From 1925 onwards, he became active in the movement for the separation of Sindh from Bombay and lobbied for this at all-India moots. Thus, he proposed a resolution on this at the Leaders’ Conference at New Delhi and the AIML, both in 1926. He was a member of the Brayne Conference on Sind (1932), the Sind Delimitation Committee (1935), the Administration Committee (1933) and was the chairman of the Reception Committee of the Sind Azad Conference, Second Session (1934).

However, his role in the AIML from 1937 onwards surpassed everything else he did in the political field. That year, he undertook the task of organising the League in the province.

In 1938, he organised the First Sind Provincial Muslim League Conference at Karachi, with himself as the chairman of the Reception Committee. In 1939, he was elected president of the Sind Provincial Muslim League, and became the chairman of the AIML Foreign Sub-Committee.

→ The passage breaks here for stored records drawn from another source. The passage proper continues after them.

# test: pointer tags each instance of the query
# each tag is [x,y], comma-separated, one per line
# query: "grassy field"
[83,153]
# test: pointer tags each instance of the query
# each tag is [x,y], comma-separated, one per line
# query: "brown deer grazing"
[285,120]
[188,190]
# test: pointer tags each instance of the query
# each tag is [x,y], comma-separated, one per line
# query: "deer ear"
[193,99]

In 1940, Haji Haroon was nominated a member of the AIML Working Committee and in 1941 he presided over the Punjab Muslim Students Conference at Lyallpur. And in the same year he secured the Manzilgah Mosque in Sukkur on behalf of the Muslim League while he was its president.

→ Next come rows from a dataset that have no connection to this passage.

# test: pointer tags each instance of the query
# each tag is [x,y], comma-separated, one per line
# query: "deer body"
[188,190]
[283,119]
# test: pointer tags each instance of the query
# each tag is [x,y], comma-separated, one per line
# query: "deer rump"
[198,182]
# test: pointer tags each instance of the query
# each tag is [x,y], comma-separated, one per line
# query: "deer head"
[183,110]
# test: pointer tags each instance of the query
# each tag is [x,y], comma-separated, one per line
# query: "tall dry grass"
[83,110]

Among all these achievements, however, the First Provincial Muslim League Conference in October 1938 represented his most important contribution in channelling the course of Indo-Muslim politics.

Though a provincial moot, it was not only presided over by Mr Jinnah, but has as participants a number of Muslim leaders — a virtual who’s who of Muslim India at the time: the premiers of Bengal and the Punjab, Nawabzada Liaquat Ali Khan, Maulana Shaukat Ali, Begum Mohammed Ali, the Raja of Mahmudabad, Maulana Jamal Mian of Farangi Mahal, Syed Ghulam Bhik Nairang, Maulana Abdul Hamid Badayuni and Mushtaq Ahmed Gurmani amongst others.

The resolution adopted at this conference was of prime significance. Formulated by Haji Haroon, the resolution spelled out the concept of separate Muslim nationhood not merely in political and immediate terms but on an intellectual plane, spelling out the basics and basis of that nationhood.

This was the first time that Hindus and Muslims were formally pronounced two distinct nations, and “political self-determination” for them was demanded.

The resolution expressed “emphatic disapproval” of the federation scheme, and urged the British government to refrain from enforcing it. In consequence, the AIML at its Patna session in December 1938 authorised the president to explore a suitable alternative to the India Act of 1935.

Subsequently, a committee was appointed on March 26, 1939, to examine various draft schemes on the constitutional problem, which finally eventuated in the formulation and adoption of the Lahore Resolution on March 23, 1940. In perspective, this resolution initiated a trend which crystallised in the Lahore Resolution. In this sense, that resolution broke new ground; and Haji Haroon, its formulator, became a trendsetter at a critical moment in modern Muslim India’s political development.

The writer is an HEC Distinguished National Professor, has recently co-edited Unesco’s History of Humanity, vol. VI, and The Jinnah Anthology and edited In Quest of Jinnah.